When the door opened the next time, we were both beckoned inside. Dimitri had said he would wait outside, but now he appeared more than willing to cross the threshold of Mabel Morgan’s. We stood in a tiny foyer, a large empty umbrella stand at our feet and a chandelier glittering above our heads. The bow-tied man indicated we should wait here a while longer. He slipped through a door to the right, closing it quickly behind him. On the left an archway opened to a larger room where the hum of male and female conversation filled the air, but all I could see was the back of a man sitting at a piano bench. A few bars of music began to sound pretty familiar.
With a horrified jolt, I recognized it as the Scott Joplin song “Wall Street Rag,” Ben’s favorite tune. Was my cousin sitting just inside this room, making requests of the piano player?
The door to the right opened, and the bow-tied man beckoned for me alone. Trying my best to look unafraid, I walked toward him, preparing for the umpteenth time the words I would use with Mabel Morgan. Glancing behind me the second before I stepped inside, I noted Dimitri edging toward the sound of the piano.

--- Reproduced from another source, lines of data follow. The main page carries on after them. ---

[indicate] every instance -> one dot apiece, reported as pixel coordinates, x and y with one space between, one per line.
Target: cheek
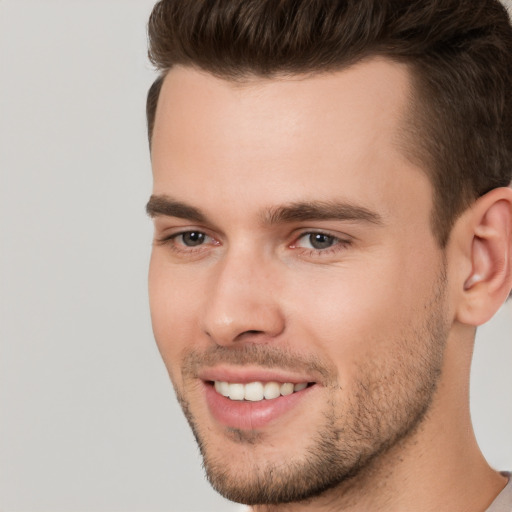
361 313
173 303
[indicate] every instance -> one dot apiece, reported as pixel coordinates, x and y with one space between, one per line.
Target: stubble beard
388 404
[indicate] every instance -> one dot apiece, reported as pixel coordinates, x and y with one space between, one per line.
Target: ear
485 244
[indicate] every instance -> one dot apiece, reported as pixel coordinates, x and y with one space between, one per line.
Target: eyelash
338 244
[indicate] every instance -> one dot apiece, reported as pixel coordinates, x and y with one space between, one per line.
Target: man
333 220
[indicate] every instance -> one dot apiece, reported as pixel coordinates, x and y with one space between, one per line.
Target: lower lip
246 415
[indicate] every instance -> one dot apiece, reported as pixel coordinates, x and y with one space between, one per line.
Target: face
296 288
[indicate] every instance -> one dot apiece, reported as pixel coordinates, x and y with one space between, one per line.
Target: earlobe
489 281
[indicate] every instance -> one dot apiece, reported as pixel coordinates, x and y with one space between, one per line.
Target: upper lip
244 375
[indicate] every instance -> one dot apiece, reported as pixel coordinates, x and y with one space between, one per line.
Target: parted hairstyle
459 53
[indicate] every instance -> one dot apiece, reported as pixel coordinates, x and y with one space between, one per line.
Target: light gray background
88 420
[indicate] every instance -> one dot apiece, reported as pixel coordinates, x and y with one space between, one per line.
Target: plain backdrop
88 419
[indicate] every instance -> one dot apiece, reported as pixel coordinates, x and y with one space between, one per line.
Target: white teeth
272 390
254 391
257 391
286 388
236 391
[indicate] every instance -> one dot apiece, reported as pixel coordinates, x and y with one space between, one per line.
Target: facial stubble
389 401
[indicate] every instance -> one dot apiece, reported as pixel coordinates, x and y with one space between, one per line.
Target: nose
242 301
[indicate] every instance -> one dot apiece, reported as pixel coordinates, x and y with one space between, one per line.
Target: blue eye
316 241
192 238
321 241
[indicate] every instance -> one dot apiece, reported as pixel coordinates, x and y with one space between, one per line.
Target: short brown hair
459 53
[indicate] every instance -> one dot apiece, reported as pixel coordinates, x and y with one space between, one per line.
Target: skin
381 320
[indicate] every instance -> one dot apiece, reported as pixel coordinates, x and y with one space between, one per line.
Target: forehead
279 139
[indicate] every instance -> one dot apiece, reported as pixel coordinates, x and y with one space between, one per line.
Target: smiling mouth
257 391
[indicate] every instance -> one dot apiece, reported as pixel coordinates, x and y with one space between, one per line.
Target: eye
191 238
316 241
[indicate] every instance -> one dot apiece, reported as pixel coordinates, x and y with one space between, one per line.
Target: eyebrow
164 205
321 210
300 211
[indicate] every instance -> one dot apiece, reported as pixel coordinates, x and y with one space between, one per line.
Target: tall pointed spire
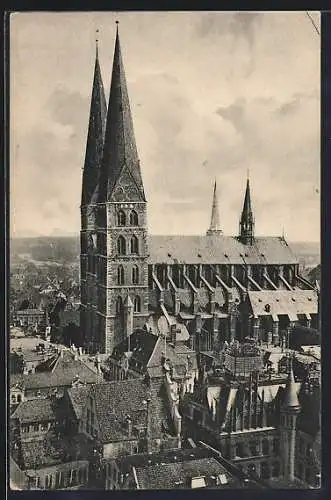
291 401
214 227
96 132
120 165
247 220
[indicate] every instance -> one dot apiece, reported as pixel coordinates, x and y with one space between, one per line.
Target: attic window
198 482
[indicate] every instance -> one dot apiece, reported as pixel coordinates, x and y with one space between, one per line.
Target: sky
213 96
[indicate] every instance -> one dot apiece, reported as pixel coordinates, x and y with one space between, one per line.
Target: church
200 289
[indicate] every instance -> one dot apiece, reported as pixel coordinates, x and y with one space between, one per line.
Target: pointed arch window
119 305
121 219
134 244
137 304
120 275
121 245
135 275
133 218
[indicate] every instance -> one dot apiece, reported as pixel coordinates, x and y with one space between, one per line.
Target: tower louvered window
121 245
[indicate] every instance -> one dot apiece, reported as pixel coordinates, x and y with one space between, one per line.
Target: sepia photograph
164 289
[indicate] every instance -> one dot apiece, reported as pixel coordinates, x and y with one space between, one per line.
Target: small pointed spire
291 401
120 152
214 227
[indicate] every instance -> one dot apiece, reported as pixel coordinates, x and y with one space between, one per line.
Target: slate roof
64 374
95 138
178 475
36 410
281 302
114 401
218 249
28 312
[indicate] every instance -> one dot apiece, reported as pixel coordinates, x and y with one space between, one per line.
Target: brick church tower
93 158
120 237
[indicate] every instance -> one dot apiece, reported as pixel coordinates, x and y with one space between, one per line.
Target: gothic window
135 275
133 218
121 245
120 275
121 218
137 304
119 305
134 244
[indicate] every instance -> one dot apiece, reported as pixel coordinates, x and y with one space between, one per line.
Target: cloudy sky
212 96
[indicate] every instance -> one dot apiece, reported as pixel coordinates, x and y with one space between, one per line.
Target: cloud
240 25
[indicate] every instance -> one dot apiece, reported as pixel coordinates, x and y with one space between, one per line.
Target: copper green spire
96 132
246 233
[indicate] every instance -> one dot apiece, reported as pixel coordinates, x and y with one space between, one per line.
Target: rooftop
35 411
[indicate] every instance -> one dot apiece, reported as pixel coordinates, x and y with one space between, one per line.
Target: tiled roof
114 401
179 475
69 316
218 249
78 398
28 312
36 410
283 302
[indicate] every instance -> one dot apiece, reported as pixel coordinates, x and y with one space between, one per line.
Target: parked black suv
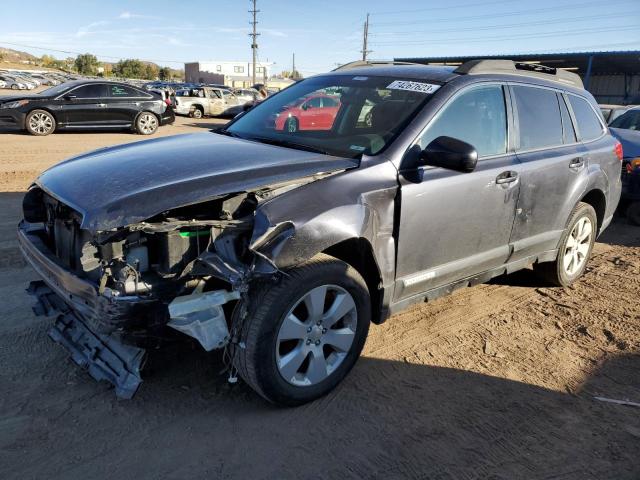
86 104
282 246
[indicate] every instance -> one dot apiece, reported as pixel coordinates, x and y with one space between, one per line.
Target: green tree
164 73
129 68
150 72
86 64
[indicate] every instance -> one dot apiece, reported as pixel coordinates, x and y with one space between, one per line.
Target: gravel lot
496 381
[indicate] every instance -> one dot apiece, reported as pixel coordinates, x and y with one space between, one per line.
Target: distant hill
15 56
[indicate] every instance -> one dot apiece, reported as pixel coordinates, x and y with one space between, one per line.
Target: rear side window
568 132
123 91
94 90
540 124
589 125
630 120
477 117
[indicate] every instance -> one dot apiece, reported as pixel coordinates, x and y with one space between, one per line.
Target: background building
233 74
612 77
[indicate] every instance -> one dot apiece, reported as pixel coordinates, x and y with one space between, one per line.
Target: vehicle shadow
389 419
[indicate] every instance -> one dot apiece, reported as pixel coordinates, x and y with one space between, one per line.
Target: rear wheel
575 248
303 335
147 123
40 123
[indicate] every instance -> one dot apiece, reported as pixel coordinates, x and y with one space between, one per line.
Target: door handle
576 163
507 177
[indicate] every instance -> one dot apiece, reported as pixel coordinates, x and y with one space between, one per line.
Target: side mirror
451 153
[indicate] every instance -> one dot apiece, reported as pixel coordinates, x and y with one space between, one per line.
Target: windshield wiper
224 131
289 144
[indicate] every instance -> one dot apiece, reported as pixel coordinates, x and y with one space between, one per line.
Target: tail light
633 164
618 151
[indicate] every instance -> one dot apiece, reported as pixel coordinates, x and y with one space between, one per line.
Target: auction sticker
413 86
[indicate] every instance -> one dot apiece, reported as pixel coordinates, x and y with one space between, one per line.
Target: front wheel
303 335
291 125
40 123
146 123
575 248
633 213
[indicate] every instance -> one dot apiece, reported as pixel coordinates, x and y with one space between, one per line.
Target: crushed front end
117 292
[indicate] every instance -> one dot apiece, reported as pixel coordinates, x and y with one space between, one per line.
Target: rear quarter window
589 125
540 123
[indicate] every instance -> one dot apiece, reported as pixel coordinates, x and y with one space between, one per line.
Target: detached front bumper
87 323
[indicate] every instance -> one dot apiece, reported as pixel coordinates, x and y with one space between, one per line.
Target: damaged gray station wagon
333 204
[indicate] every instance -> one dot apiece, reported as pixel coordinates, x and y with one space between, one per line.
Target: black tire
40 123
147 123
633 213
291 125
555 272
266 309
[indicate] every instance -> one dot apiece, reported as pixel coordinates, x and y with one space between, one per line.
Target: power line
509 37
491 27
581 5
447 7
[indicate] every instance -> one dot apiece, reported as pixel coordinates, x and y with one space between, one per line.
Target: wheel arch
46 109
597 199
358 253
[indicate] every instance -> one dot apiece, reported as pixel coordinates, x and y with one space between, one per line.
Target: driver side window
477 117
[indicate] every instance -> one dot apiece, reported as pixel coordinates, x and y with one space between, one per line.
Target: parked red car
316 112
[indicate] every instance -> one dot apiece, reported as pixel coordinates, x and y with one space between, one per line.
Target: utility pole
365 39
254 37
293 68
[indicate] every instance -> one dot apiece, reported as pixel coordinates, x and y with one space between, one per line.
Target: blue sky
321 33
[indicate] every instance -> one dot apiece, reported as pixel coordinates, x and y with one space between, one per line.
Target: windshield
629 121
336 114
57 90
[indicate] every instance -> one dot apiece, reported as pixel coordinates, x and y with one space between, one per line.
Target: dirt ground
493 382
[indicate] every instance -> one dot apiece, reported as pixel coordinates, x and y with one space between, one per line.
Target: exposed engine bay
184 268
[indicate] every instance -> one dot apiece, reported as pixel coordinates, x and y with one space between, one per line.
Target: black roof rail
370 63
520 68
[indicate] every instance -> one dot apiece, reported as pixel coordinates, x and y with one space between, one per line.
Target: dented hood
117 186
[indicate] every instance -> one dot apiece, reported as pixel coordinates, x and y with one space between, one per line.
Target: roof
602 63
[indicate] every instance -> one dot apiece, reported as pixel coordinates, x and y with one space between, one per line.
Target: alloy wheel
148 123
41 123
577 246
316 335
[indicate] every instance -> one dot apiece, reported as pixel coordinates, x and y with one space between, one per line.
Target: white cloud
126 15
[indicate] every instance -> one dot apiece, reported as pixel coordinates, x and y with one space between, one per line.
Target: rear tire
633 213
147 123
303 335
40 123
575 249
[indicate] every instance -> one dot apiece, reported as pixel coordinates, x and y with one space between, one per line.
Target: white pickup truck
207 101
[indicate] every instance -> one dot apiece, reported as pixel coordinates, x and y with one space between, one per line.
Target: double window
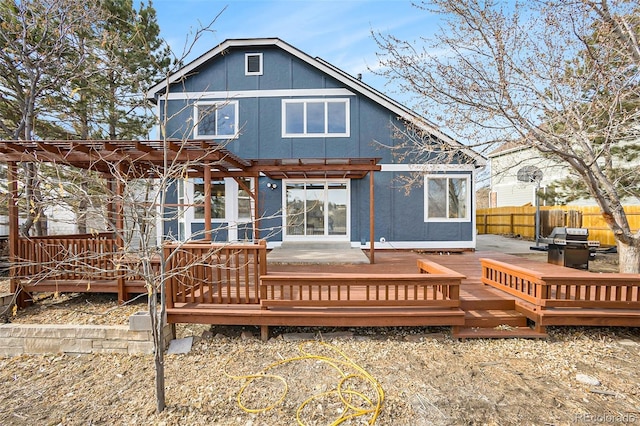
315 117
253 63
447 198
216 120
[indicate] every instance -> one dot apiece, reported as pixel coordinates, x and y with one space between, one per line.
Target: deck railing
214 273
441 289
68 257
580 289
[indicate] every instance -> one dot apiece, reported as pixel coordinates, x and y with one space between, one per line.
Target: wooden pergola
152 158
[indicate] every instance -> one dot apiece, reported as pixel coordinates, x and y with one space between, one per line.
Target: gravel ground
576 376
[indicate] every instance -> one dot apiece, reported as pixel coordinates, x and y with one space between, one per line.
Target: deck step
497 333
494 318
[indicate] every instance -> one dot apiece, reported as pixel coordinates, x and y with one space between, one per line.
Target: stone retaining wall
30 339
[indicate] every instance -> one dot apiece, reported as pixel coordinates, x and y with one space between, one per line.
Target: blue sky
337 31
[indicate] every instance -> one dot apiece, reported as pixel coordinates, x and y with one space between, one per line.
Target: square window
216 119
253 64
315 117
447 198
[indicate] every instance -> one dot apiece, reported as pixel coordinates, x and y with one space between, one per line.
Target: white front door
316 210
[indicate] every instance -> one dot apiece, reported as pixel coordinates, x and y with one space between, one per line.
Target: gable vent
253 64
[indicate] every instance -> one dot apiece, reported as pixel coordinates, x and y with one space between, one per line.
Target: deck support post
372 234
207 201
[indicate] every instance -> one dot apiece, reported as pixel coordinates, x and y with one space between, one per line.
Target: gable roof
349 81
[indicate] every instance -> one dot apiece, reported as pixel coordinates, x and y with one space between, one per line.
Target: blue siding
399 216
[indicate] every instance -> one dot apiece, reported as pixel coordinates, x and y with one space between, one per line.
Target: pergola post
207 201
119 224
14 231
256 208
371 218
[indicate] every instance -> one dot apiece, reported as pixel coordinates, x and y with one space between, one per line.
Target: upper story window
447 198
218 200
216 120
253 64
315 117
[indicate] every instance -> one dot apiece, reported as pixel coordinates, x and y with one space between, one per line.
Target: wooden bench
429 297
568 297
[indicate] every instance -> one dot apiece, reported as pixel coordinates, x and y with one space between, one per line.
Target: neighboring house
509 164
318 136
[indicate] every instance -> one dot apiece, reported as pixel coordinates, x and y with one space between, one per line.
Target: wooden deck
482 294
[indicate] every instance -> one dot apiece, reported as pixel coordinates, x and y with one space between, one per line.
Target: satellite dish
530 174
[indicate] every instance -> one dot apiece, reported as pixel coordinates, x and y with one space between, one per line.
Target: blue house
307 156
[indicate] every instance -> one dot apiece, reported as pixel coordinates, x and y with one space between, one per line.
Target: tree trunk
629 257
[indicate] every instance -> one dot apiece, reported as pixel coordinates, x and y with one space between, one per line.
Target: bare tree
561 76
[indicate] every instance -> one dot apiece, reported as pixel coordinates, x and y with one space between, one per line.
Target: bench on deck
569 298
429 297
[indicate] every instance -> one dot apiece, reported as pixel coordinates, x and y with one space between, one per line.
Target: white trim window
216 119
253 64
315 118
447 198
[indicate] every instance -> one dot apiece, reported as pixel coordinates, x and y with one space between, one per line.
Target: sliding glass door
316 210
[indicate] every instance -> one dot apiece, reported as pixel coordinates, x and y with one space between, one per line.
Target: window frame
196 117
467 198
246 63
326 133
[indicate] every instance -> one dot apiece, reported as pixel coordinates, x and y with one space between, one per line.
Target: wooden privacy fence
521 221
214 273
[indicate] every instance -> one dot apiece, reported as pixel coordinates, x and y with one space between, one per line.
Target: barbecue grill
570 247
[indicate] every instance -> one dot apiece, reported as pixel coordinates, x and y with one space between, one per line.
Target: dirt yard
576 376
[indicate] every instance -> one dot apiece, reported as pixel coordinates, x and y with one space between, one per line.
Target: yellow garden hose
355 404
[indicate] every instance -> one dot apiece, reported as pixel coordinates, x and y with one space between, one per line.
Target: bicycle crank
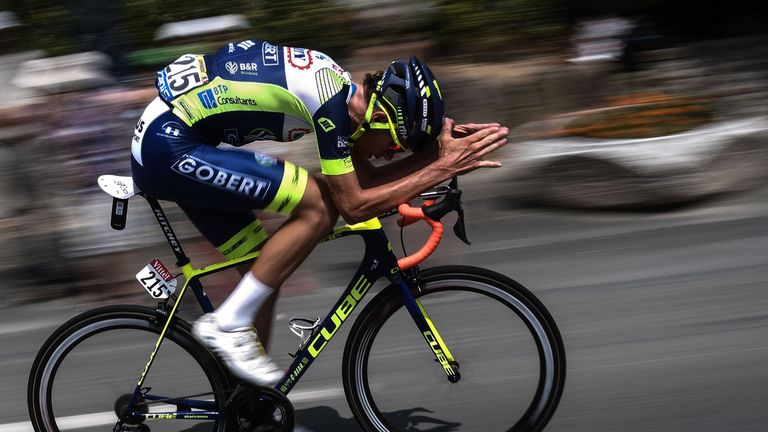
258 409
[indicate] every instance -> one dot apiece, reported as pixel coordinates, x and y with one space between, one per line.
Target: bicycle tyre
462 279
125 317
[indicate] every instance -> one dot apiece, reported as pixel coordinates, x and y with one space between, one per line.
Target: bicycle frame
378 261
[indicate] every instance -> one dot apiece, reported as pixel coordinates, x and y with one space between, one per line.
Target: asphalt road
664 318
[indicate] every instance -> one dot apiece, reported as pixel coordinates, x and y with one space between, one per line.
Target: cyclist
253 90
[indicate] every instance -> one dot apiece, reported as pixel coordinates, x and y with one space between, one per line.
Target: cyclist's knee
316 206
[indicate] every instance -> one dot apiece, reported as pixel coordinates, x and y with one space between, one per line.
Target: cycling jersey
249 91
253 90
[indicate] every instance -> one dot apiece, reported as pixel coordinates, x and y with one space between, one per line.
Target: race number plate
181 76
157 280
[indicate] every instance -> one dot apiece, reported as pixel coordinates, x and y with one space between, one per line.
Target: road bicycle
484 353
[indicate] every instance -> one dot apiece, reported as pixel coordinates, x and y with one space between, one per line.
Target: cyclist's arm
370 175
456 156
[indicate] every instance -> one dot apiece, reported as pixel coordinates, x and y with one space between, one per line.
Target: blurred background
632 198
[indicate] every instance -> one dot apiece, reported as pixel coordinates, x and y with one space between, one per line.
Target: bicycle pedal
303 328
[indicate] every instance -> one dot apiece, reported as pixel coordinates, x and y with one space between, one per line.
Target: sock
239 309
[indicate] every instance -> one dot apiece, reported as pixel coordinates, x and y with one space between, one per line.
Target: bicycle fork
428 330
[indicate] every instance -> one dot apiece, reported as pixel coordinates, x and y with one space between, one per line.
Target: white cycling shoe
240 349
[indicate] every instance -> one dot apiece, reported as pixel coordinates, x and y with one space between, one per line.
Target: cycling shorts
218 188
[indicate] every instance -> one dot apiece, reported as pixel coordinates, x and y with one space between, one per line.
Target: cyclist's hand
461 155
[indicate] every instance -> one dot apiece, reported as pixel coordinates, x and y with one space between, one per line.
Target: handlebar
431 212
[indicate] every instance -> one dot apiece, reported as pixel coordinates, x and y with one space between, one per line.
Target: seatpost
170 236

The woman who awaited me within this comfortably furnished parlor was not the burlesque creature of any schoolgirl’s imaginings but a respectable-looking woman well into her forties. She might have sprung from the same mold as one of my mother’s most relied-upon dressmakers: smartly dressed herself and exuding the calm, shrewd air of someone accustomed to dealing with difficult requests and unreasonable demands. Fair-haired, she had large hazel eyes and thin lips, her throat softening with age under her chin.